Defining The Role Of Microrna-146a In B Cell Lymphomagenesis

Diffuse large B cell lymphoma (DLBCL) is one of the most common Non-Hodgkin lymphomas among adults. It is a heterogeneous disease characterized by multiple mutations and translocations. Gene expression profiling studies have revealed several characteristic gene expression patterns, with two main patterns emerging, namely Germinal Center(GC) type, and Activated B Cell (ABC) type. ABC-type DLBCL shows gene expression patterns that resemble activated B-cells, with increased expression of anti-apoptotic, and pro-proliferative genes. Critically, upregulation of the NF-κB the pathway is a hallmark of ABC-type DLBCL and has been shown to be necessary for survival, and is caused by several different mutations at different levels within the pathway. Recent work has revealed the critical importance of a new class of small RNA molecules, namely microRNAs, in gene regulation. Of these, microRNA-146a (miR-146a) was discovered as an NF-κB induced microRNA that plays a role as a negative feedback regulator of this pathway by targeting adaptor proteins. To further characterize miR-146a, mice deficient for this miRNA were created, and were found to develop lymphadenopathy, splenomegaly, and myeloid proliferation. As expected, immune cells in these mice have an upregulated NF-κB pathway and many of the phenotypes can be ameliorated by inhibition of the NF-κB pathway. Importantly, a significant proportion of the animals develop B-cell lymphoma at older ages.

In this study, we examined the role of miR-146a in the development of malignancy in B-cells. To accelerate the role of miR-146a in tumor formation we overlaid the miR-146a deficient allele onto the Eμ-Myc like mouse model. Eμ-Myc mice develop tumors on average by 14weeks of age. The transgenic status of animals was verified by genotyping, RNA and protein expression analyses. miR-146a sufficient and deficient animals on the Eμ-Myc background were followed for tumor latency by peripheral blood analysis and careful physical examination. Based on approved humane criteria for animal discomfort, animals were sacrificed and hematopoietic tissue was harvested for analysis. Mice deficient for miR-146a had a statistically reduced survival in comparison with miR-146a sufficient animals with a p-value of .0098 (Kaplan Meir survival analysis). Complete Blood Count of animals at time of death revealed an increase leukemia presentation in the miR-146a deficient background. FACS analysis of tumor tissue from both groups revealed an increase in the number of IgM positive tumors in the miR-146a-deficient background indicating skewing towards more mature B cell neoplasms when miR-146a is lacking. Lineage analysis of tumors verified them to be of B cell origin although a subset of miR-146a sufficient tumors had higher numbers of infiltrating myeloid cells compared to deficient animals. Furthermore, histologic analysis of hematopoietic organs showed that while infiltration remained similar in kidneys and liver, more spleens in the miR-146a deficient background tended to be less involved.

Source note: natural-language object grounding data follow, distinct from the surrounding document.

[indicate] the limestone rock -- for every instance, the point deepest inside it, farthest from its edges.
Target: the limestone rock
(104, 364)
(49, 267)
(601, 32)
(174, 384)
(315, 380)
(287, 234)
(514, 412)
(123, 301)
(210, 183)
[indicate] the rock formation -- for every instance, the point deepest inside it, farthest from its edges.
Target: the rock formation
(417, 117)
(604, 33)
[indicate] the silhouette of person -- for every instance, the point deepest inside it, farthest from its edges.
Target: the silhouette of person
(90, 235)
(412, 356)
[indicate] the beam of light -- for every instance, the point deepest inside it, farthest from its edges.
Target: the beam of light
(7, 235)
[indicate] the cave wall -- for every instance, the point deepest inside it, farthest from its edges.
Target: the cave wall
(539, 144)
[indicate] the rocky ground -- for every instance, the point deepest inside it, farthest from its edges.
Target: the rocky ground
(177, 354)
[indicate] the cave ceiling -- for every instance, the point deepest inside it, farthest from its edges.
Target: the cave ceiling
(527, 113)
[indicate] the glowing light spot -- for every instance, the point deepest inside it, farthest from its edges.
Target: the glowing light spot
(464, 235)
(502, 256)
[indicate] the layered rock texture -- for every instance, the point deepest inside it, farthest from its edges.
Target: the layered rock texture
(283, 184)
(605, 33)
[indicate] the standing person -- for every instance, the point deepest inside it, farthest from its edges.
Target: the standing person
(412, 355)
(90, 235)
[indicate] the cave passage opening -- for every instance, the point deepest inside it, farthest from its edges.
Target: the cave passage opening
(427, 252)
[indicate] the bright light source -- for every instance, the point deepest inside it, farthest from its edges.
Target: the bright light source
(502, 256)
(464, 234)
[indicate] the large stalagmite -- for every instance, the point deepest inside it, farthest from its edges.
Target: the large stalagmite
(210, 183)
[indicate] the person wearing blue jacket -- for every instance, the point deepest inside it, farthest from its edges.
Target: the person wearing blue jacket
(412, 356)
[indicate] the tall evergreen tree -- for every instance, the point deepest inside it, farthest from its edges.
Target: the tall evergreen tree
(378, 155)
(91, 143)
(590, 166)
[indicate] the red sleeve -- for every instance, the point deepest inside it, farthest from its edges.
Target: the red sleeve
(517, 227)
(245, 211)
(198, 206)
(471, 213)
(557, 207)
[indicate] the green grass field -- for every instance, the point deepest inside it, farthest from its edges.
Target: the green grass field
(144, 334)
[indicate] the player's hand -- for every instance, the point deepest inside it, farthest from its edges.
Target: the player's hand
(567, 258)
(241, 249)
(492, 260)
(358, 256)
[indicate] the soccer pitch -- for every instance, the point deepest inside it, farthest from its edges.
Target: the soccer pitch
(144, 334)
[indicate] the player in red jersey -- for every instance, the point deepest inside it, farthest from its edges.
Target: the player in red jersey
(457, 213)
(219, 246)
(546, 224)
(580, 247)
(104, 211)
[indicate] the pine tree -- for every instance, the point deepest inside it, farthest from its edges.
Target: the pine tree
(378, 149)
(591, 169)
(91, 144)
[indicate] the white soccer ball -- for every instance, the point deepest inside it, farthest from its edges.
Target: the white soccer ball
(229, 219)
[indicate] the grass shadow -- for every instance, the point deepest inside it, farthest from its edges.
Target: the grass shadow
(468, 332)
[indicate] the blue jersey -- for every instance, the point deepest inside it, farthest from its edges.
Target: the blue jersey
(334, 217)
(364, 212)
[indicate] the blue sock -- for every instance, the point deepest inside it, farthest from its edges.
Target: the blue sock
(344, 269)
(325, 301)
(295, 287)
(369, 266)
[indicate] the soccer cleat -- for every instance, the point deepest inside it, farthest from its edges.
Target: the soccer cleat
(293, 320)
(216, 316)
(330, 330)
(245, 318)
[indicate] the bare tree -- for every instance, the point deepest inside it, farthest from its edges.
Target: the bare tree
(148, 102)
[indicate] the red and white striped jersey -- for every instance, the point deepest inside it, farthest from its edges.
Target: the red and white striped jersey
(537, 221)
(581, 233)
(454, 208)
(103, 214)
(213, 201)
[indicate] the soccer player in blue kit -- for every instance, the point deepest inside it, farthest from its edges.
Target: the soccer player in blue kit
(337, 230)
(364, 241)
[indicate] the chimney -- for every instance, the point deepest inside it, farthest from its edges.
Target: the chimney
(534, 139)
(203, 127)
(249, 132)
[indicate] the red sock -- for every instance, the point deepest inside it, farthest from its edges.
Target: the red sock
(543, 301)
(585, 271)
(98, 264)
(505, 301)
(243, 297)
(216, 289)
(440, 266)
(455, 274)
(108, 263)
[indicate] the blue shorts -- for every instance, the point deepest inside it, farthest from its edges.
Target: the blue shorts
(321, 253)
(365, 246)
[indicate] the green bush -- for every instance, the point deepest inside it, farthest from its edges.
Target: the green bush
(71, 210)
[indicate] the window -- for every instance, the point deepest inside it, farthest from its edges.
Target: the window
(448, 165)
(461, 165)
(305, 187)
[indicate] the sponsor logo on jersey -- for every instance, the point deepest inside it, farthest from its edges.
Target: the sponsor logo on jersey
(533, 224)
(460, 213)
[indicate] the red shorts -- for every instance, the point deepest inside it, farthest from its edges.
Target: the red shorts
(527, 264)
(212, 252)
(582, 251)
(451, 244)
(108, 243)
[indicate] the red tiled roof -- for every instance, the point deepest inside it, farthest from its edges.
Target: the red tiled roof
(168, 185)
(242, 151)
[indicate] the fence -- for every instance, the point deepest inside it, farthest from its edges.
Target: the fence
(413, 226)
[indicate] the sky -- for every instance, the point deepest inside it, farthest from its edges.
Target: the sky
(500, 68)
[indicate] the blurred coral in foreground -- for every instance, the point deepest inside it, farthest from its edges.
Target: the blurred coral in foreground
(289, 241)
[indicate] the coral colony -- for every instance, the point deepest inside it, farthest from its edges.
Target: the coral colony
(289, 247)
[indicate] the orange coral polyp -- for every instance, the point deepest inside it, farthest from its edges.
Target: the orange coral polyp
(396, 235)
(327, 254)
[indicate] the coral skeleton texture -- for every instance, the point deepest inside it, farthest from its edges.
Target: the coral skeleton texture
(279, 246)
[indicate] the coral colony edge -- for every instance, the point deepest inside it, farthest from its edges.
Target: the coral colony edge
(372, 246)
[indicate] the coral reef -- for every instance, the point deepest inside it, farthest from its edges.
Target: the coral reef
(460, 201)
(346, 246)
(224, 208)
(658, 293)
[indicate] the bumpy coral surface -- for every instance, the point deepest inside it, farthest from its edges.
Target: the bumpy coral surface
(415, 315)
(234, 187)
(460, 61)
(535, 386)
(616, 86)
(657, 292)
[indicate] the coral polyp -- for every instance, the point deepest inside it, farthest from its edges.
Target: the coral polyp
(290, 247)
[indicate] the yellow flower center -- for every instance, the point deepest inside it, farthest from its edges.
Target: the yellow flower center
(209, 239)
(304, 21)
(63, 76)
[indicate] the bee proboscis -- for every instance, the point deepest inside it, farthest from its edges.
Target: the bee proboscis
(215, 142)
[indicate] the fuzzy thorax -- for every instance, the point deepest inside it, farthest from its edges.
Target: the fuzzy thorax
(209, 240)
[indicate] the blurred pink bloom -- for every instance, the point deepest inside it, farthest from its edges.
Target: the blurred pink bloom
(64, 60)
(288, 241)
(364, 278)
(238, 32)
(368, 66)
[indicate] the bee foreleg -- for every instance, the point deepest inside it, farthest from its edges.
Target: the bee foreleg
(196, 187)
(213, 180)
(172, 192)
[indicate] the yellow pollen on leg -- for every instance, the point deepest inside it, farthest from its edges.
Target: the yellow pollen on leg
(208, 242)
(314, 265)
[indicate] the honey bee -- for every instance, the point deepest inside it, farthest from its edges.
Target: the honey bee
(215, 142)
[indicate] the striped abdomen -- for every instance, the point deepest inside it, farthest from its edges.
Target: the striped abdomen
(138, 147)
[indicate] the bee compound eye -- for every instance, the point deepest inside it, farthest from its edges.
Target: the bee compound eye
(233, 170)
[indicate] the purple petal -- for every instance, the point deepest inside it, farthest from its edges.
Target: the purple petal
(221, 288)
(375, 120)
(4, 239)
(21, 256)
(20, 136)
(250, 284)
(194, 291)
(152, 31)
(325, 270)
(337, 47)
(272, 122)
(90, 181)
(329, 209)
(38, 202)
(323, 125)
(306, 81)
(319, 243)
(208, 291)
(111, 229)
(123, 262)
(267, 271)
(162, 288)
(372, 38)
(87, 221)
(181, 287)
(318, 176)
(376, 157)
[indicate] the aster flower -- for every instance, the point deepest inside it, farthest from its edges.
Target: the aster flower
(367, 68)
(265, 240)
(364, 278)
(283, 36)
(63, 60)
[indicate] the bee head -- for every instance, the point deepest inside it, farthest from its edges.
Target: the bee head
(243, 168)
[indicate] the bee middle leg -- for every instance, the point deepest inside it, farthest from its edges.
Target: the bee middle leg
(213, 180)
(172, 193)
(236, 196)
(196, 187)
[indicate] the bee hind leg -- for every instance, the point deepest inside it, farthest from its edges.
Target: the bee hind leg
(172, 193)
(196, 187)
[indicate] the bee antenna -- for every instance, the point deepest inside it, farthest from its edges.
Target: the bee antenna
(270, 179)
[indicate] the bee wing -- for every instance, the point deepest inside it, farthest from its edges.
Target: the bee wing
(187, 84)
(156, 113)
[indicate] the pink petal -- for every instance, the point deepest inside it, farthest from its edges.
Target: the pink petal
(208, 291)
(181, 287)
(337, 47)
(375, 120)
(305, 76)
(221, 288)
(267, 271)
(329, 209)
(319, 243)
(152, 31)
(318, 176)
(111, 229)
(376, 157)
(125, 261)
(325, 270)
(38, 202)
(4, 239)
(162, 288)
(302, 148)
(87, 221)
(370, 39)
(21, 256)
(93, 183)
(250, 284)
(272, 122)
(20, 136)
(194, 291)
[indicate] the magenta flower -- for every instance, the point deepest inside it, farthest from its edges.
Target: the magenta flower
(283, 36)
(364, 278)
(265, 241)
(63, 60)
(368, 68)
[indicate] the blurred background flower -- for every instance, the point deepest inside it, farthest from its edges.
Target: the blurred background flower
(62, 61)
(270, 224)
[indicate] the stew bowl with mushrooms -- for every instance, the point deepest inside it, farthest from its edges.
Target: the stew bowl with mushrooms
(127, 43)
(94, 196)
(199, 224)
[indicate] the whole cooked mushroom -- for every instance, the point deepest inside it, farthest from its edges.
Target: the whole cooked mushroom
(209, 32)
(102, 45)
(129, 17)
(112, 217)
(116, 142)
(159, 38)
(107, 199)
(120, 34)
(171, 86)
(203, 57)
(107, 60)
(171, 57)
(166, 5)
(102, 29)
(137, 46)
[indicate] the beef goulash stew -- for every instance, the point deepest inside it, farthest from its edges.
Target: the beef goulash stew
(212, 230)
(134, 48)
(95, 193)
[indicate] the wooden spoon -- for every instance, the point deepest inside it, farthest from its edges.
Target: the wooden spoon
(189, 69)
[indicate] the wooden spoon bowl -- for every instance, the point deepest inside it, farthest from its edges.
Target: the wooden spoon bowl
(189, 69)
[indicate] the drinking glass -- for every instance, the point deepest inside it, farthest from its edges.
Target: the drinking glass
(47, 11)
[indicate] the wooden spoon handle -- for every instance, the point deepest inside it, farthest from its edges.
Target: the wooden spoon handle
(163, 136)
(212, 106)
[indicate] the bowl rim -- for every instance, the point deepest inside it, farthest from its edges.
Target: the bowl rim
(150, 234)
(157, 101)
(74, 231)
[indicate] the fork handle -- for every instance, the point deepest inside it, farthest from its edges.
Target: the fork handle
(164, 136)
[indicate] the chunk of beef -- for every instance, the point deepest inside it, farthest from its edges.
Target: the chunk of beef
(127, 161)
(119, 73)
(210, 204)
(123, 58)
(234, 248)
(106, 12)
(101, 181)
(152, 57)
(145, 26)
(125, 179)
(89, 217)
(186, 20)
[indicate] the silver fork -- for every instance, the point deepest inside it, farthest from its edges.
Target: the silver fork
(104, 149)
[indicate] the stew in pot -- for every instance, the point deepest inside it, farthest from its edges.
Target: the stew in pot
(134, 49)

Our extensive histopathologic and immunophenotypic analyses indicate that miR-146a deficiency drives a more aggressive malignant phenotype in the B-cell lineage. In keeping with this, our profiling studies of human DLBCL suggest that a subset of DLBCL show decreased expression of miR-146a. We are currently examining the status of NF-κB in the murine tumors and using high throughput sequencing approaches to delineate gene expression differences between miR-146a sufficient and deficient tumors. We anticipate the discovery of novel gene targets of miR-146a and expect that these studies will lead to improved diagnostic and therapeutic options for patients of B-cell malignancies.